« Ne sacrifiez jamais vos convictions politiques pour être dans l’air du temps ». C’est une des plus belles phrases attribuées à John Fitzgerald Kennedy. Mais voilà que les « talibés » refusent même de sommeiller, parce que les « évadés » lorgnent désormais le trône du « roi ».
Hier, il était « Gorkö soussaï », quand il devait aller au front politique, et Dieu seul qu’il est allé de toutes les manières. Pour paraphraser Le Colosse, il faisait « le sale boulot ». Applaudi de tous ses camarades, chouchouté par les médias, promis à de grands destins dans le parti. Mais aujourd’hui qu’il vient réclamer son dû, on voudrait le faire passer pour un simple « perturbateur », un « insultologue* » et le « visage de la trahison ». Alors qu’il est resté lui-même, « audacieux », « ambitieux », « apte au débat et à la confrontation politiques ».
Bah Oury est passé par là. Dans sa « chute » à l’UFDG, ils étaient tous bras dessus, bras dessous, y compris Ousmane Gaoual Diallo – au festin pour « cuire sa peau ». Même quand la Cour D’appel a confirmé le jugement rendu en Première Instance par le TPI de Dixinn, qui avait estimé que l’exclusion de M. Bah au sein de l’UFDG était illégale, parce que non conforme aux statuts et règlement intérieur du parti !
Aucune condition n’avait été réunie pour rétablir Bah Oury dans ses droits au sein du parti. Au droit, on a opposé la virulence, la violence, l’animosité, à tel point que le pauvre s’est résolu à ce divorce douloureux. Mais Ousmane Gaoual Diallo réalise-t-il enfin qu’ « il ne faut pas croire que ça n’arrive qu’aux autres » ? Le respect des règles n’a d’intérêt que la protection de tous. Peut-il alors prétendre avoir raison, s’il continue à nier sa faute dans l’exclusion de Bah Oury de l’UFDG et dans le fait d’avoir participé à botter en touche une décision de justice qui était pourtant claire ?
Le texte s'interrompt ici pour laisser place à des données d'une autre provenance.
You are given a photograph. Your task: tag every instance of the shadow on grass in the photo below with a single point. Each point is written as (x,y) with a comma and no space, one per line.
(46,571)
Comme quoi, en politique, et très souvent, les exceptions ne valent que pour les circonstances que l’on choisit et pour les intérêts qu’on défend.
C’est tout comme chez les « voisins » où les Alphayïstes* sont restés comme les derniers retranchés de la seconde guerre mondiale qui ne se rendirent compte que très tardivement que la guerre était bien finie. Au paravant, les rares autrefois qui ont cru à la possibilité d’un renouveau à la tête du parti ont été vus en « traites », et traités comme tels.
Le débat politique se rapporte désormais au crâne du chef, aux personnes et leurs sensibilités. Quand on n’est pas d’accord avec une personne, on est forcément contre celle-ci ; c’est de la haine contre sa personne. On voudrait ainsi faire de l’adhésion politique la moutonnerie bien pensante des élites des partis.
Mais comment réconcilier le militantisme politique avec la lucidité citoyenne quand ce sont des « intellectuels » qui sont les premiers à pousser le culte de la personnalité à « l’idolâtrie politique » ? Que faut-il pour amorcer véritablement le processus de persuasion du peuple sur ce qu’André Breton avait à raison intitulé « Mettre au ban les partis politiques » ? Simone Weil qui l’inspira pour ce travail avait été plus loin en écrivant » Note sur la suppression générale des partis politiques « .
Dans une farce démocratique où on a fini par ériger des roitelets au sommet des partis, il est très illusoire de croire, même le temps d’un éclair, qu’il s’agit de démocratie. Quand le débat démocratique est biaisé au sein des partis politiques, c’est le tremplin pour de futurs autocrates au sommet de l’Etat. Quand les partis politiques sont à caractère ethnique, c’est le terreau du tribalisme d’État et la gestion clanique des affaires publiques. Quand les principes proclamés sont défendus au gré du vent, on récolte une démocratie aérienne.
Rien de nouveau me dira-t-on. Pourtant, le peuple de Guinée dans sa nombreuse jeunesse reste encore comme un spectateur de son destin. Mais aujourd’hui, c’est le temps du rappel, demain, ce sera celui de la rétribution.